At this point you are either relating to my night time snacking problem, or you think I am crazy. Either way I have some ideas’ on how to battle this conditioned response. While your significant other might not have the same dietary goals as you, it won’t kill them to support you by making healthier food choices or holding you accountable. Here’s how.

Have a Plan

  1. Talk about your goals with your significant other and map out how you would like to achieve them. Set a time to evaluate how the process is going at the end of each week and to make changes if needed.
  2. Find an activity you can do together in the evening that will keep your minds off snacking. Go for a walk, play a card game, or find a new activity that you both have always wanted to try.
  3. Eat more protein at dinner.
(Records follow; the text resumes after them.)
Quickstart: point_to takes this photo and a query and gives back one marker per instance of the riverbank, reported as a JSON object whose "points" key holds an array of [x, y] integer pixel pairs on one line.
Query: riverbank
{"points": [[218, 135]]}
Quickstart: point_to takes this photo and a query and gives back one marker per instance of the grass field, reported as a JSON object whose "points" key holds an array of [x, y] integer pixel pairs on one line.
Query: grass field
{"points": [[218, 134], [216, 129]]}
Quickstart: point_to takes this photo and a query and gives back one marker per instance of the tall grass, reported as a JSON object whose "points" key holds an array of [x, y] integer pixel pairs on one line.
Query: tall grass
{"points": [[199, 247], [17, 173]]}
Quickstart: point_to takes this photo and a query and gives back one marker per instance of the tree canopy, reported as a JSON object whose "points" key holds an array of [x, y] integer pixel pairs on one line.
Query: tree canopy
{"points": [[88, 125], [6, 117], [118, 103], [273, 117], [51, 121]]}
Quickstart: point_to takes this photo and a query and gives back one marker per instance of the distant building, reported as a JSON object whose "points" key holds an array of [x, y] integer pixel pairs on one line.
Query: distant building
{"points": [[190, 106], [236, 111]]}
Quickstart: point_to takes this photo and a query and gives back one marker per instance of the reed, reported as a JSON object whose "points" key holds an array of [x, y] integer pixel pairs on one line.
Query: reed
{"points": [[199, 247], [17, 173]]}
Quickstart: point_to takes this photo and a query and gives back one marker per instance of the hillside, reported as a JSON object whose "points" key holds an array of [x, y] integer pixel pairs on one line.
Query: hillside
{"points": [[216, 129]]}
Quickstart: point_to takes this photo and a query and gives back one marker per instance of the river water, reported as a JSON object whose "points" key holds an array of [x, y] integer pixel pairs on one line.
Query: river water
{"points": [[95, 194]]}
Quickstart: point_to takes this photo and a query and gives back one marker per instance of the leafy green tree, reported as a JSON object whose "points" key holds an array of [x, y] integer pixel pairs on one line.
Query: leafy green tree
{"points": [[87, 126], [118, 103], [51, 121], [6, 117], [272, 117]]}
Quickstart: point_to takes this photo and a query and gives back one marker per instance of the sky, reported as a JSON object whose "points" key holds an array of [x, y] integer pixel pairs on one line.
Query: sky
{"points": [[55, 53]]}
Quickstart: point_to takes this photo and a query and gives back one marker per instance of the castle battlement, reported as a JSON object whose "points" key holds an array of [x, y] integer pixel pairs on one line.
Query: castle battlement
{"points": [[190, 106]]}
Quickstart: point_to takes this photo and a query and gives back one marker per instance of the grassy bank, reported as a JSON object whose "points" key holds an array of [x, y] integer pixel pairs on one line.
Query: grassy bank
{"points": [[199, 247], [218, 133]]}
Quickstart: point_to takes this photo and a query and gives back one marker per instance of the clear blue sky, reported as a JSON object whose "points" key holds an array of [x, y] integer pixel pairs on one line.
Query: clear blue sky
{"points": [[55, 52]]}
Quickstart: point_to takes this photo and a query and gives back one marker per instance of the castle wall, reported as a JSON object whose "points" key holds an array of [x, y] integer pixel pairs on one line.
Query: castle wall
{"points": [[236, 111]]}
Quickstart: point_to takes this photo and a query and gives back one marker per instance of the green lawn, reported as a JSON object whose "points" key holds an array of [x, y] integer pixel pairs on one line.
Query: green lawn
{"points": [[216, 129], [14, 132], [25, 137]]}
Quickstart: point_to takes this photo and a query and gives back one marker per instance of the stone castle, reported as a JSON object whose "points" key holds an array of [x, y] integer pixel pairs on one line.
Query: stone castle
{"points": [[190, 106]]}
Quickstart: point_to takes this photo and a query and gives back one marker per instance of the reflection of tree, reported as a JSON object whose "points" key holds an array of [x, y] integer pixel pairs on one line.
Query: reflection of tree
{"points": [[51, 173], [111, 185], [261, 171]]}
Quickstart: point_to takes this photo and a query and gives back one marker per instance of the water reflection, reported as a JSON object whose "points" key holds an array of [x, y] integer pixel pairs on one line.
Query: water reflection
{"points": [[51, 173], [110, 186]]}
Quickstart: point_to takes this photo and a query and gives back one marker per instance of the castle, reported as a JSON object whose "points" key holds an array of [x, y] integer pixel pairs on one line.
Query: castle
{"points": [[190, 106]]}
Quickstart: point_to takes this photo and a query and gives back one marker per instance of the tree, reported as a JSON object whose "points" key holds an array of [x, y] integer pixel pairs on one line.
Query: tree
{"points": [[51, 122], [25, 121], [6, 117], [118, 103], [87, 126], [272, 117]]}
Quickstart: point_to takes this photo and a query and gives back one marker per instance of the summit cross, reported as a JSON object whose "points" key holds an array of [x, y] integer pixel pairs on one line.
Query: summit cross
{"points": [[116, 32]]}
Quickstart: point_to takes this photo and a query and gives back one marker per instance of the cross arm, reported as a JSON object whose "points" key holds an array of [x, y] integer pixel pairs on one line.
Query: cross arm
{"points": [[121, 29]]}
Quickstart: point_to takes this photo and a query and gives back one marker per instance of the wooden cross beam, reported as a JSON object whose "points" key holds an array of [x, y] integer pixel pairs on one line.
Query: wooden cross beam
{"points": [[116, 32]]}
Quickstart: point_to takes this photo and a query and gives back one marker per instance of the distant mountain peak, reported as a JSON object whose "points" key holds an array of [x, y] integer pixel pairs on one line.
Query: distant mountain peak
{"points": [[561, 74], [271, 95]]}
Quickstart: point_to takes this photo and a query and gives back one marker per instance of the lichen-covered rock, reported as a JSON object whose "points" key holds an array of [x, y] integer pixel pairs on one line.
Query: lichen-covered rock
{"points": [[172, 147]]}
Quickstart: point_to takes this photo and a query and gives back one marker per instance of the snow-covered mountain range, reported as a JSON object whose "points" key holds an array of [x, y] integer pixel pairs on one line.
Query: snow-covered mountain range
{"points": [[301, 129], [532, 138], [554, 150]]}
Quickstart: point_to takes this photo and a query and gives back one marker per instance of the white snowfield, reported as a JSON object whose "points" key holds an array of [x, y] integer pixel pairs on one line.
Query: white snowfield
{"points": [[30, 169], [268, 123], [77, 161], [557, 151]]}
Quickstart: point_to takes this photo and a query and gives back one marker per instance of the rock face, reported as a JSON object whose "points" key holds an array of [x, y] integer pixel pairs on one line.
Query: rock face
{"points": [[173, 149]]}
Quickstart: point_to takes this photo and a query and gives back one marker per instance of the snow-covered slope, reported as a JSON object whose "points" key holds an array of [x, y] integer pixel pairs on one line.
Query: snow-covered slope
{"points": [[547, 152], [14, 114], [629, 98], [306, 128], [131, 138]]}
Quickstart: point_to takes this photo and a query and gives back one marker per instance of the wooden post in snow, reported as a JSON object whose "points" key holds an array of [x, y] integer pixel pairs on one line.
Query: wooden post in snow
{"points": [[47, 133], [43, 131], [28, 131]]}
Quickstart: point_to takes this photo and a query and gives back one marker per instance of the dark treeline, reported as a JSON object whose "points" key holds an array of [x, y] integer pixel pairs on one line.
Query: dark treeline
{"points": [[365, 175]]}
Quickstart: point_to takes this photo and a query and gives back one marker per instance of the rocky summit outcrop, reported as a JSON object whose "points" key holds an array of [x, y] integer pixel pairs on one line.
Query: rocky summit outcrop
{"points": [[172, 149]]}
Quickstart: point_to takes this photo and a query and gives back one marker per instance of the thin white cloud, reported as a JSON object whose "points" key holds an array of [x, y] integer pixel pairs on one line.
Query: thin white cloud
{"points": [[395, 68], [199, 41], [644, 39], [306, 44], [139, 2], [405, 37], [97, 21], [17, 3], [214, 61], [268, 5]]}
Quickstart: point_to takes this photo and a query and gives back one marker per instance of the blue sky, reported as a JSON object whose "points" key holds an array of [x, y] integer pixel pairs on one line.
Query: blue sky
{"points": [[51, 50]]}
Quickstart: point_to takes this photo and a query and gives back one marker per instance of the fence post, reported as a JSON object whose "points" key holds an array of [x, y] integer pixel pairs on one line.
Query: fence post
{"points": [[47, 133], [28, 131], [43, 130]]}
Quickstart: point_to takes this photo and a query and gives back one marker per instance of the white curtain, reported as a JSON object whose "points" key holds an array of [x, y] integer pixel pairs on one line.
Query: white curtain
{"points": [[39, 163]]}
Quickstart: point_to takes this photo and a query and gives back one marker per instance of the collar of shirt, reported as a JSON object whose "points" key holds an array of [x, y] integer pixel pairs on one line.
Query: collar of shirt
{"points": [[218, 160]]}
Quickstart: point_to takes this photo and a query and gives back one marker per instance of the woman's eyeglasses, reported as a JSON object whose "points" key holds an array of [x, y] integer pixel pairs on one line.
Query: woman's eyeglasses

Protein takes more time for your body to digest so it will keep you full longer.
  4. Start a water challenge. Before either of you go for the snack cabinet, drink a big glass of water. Filling up your stomach with water tricks your brain into feeling full. 
  5. Go to bed! If it’s late and you are munching because you are trying to stay awake to watch that really funny late night TV show, it might be best to record the show or find it online the next day.   
  6. Eliminate temptation. Try to only bring healthy snack options into the house. If your significant other must have other snacks, ask them to keep them at work or consume them when you are not around.  
  7. If you must have a late night snack, have those healthy options available. Choose fruit over processed sweets. Keep foods with higher amounts of protein like yogurt or beef jerky available. A little bit of dark chocolate can also be enough to satisfy those munchies.

Now you and I both have some ideas on how to battle the late night munchies, and also resist temptation when our significant others feel like snacking. I am also going to work on how I respond to the sound of crinkly wrappers in the evening. I have too much in common with the my dog at the moment.